"I'm better."
Then he turned to the others.
"Nothing, until to-night," said one. "We must wait for dark before it is safe to move. They will not keep your comrade at Valverde, and we must try to find out where they have taken him."
"I'll be quite well in a few hours," Walthew declared. "But what is likely to happen to Grahame?"
The man shrugged.
"Who knows! The regular course would be to try him for smuggling arms, but I do not think the President will follow that plan. They may send him to Rio Frio, because it is some distance from the coast, and it is possible he will be given a chance of escaping on the way."

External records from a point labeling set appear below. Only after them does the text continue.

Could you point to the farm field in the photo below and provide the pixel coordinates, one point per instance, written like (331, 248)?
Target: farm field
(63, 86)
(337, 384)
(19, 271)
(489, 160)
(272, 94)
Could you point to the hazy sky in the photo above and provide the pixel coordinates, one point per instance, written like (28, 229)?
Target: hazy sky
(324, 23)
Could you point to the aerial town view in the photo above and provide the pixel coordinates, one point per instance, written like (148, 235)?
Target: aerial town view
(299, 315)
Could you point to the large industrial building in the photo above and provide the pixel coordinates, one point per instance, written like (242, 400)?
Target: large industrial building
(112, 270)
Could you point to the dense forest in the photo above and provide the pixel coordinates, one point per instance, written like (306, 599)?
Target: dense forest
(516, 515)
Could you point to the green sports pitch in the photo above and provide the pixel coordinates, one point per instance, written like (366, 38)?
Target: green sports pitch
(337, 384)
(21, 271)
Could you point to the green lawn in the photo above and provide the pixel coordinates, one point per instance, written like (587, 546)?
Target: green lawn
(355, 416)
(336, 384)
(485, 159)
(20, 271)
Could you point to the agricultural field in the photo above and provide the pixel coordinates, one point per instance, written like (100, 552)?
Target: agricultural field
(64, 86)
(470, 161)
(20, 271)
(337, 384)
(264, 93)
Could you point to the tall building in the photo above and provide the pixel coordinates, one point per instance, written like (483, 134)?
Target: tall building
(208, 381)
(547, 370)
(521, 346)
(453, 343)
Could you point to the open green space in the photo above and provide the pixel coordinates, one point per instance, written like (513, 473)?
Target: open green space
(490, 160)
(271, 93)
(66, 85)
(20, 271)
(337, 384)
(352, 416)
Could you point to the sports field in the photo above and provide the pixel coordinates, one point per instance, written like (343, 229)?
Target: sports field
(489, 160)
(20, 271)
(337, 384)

"Do you mean that they may let him go?" Walthew asked eagerly.
"He would not go very far. You must understand that the rurales have authority to shoot a prisoner who tries to escape, and the Government finds this useful. Sometimes they arrest a man whom they think the court could not convict, and an excuse is found for not watching him very closely when he is being taken to the nearest jail; perhaps a guard is called away when they stop for food. There is cover near, and the prisoner makes a dash for freedom; then the guard, who has been hiding, fires and the administration is rid of an enemy. Sometimes the rurales break into the house of an obnoxious person and, taken by surprise, he gets angry. A threatening movement is enough; he is shot down. It is simpler than taking him before a judge who may be bribed to let him go."
"A gang o' bloodthirsty scoundrels! I'm thinking it's time ye turned on them," Macallister said, while Walthew sat silent with a tense face and fury in his eyes. "But, so far as we ken, they havena' shot Mr. Grahame."